By Denise Ortuno-Neil

It is easy to take seeing palm trees in the Coachella Valley for granted. They are everywhere, and not only are a visual staple of our beautiful desert but also of Southern California itself. Imagine Palm Canyon without palm trees lining the famous street. It was so at one point, but thankfully through Ruth Hardy’s vision 66 years ago, Palm Canyons palm trees stand proud in downtown Palm Springs.

Ruth Hardy was one of those female pioneers of Palm Springs back in the day. Along with the likes of Pearl McCallum, Nellie Coffman, Julia Carnell, and others who helped turn Palm Springs into the world famous resort destination that it is today.

Hardy was a city councilwoman for Palm Springs in the 1940’s. She also had a hand in the Ingleside Inn’s fame. She purchased the Birge estate and converted into a 20 room hotel for exclusive cliental including, Ava Gardner, Greta Garbo, Howard Hughes, Elizabeth Taylor and many more. She operated the hotel for decades until her death in 1965. Ten years later, the hotel was purchased by Mel Haber who turned it into the iconic Ingleside Inn.
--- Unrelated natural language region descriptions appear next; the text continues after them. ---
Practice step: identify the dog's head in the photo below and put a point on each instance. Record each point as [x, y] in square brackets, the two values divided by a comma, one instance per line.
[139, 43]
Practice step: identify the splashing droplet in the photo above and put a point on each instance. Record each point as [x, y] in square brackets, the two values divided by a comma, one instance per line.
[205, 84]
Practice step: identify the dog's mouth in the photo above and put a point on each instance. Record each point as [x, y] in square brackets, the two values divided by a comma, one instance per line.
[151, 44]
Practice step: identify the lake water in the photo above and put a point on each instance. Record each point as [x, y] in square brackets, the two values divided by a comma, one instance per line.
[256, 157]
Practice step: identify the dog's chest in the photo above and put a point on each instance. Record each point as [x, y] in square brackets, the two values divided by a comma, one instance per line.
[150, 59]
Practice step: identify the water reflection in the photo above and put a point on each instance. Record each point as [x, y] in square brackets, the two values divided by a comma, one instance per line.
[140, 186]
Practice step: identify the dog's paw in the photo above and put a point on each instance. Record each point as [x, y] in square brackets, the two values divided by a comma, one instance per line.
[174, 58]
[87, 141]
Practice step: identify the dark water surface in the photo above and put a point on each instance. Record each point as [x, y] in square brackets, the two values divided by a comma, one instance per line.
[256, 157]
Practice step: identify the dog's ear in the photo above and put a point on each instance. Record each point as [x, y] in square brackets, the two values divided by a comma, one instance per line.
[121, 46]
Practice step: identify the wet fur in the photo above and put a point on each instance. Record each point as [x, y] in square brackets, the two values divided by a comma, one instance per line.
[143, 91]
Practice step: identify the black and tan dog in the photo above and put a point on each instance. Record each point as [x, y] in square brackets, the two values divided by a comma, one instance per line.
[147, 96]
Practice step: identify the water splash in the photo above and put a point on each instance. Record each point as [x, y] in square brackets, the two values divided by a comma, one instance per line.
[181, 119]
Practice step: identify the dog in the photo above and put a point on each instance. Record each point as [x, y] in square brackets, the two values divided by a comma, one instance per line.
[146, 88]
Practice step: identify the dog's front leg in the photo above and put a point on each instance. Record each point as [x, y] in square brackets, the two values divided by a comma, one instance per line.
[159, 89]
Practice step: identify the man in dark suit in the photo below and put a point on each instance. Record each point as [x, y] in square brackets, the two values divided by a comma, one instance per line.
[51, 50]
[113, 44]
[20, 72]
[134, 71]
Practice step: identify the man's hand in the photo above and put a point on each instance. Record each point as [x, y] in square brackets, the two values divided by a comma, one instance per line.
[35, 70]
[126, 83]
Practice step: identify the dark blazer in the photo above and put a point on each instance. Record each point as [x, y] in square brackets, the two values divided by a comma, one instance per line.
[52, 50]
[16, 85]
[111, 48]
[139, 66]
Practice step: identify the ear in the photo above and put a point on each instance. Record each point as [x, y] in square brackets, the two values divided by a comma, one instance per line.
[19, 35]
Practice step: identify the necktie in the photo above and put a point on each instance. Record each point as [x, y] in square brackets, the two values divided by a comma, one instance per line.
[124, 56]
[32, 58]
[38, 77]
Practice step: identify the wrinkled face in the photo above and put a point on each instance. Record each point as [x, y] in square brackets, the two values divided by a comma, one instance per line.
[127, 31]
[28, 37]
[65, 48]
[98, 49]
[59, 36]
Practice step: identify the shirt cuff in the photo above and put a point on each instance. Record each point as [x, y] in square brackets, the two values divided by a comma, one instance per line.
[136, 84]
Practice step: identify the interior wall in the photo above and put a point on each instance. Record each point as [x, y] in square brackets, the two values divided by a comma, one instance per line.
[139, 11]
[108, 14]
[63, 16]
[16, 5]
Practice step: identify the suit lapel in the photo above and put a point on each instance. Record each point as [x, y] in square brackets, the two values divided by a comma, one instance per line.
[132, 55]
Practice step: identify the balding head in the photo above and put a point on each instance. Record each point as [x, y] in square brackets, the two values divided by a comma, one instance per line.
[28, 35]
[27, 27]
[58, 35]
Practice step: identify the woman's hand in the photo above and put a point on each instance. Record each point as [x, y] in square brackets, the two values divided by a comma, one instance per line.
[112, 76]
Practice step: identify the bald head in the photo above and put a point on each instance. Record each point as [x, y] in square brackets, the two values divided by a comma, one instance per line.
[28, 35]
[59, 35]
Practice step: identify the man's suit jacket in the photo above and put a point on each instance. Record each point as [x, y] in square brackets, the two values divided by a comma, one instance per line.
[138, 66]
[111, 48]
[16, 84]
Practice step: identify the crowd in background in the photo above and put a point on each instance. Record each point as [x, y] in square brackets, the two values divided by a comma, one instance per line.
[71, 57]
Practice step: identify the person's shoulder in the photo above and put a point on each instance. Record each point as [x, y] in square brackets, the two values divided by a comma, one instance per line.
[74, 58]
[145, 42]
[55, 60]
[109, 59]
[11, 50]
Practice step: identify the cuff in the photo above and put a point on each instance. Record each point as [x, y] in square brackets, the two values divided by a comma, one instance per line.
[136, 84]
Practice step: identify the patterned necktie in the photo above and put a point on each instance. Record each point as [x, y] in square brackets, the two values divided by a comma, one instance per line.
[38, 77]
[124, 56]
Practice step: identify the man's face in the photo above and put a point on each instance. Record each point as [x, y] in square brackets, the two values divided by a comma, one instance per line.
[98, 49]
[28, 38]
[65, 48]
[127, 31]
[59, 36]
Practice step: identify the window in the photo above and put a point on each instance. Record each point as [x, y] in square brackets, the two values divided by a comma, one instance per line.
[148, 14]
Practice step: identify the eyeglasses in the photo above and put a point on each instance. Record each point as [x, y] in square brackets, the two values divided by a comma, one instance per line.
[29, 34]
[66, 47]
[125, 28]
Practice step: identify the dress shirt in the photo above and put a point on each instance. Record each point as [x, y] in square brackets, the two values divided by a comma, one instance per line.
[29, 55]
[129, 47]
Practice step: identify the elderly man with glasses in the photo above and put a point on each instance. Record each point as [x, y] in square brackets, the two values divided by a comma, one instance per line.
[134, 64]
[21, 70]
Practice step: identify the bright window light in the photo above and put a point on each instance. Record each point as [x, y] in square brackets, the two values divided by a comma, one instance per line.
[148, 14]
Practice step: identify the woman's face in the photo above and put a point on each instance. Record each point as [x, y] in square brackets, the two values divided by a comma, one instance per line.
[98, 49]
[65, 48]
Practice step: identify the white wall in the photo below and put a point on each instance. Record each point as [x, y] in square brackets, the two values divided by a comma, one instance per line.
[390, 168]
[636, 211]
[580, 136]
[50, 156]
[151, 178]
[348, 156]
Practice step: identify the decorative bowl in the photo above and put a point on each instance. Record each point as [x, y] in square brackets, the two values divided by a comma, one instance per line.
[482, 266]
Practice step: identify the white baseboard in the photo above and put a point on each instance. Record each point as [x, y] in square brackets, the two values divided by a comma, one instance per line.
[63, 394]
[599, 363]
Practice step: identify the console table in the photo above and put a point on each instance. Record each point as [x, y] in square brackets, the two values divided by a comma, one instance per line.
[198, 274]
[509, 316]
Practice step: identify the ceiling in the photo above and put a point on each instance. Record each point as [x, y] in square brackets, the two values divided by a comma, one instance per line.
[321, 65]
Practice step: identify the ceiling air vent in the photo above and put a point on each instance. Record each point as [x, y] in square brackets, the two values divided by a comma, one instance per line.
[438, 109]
When Hardy was a Palm Springs City councilwoman, she came up with the idea to line the city’s downtown street Palm Canyon with palm trees. The city embraced Hardy’s vision and in the summer of 1949, 300 palm trees were planted up and down Palm Canyon. The palm tree implementation was part of the city’s $950,000 renovation of downtown Palm Springs.

The trees selected were Washingtonia Filifera (Desert Fan Palms) and Washingtonia Robusta (Mexican Fan Palms), 150 of each. The Mexican Fan Palms are tall and thin, where the Desert Fan Palms have more girth and the skirt effect, which is made when the trees fronds die and adhere themselves to the trees trunk. Palm trees can live well past 100 years and are able to withstand high winds and even fire. Indian Canyons in South Palm Springs has the largest collection of Desert Fan Palms in the world.

In the fall of 1949, the city dedicated the palm trees in an official ceremony.

The palm trees on Palm Canyon help to usher in visitors to not only Palm Springs, but into the Coachella Valley. They serve as ambassadors to our gorgeous desert and still stand tall after all of these years. Thank you Ruth Hardy!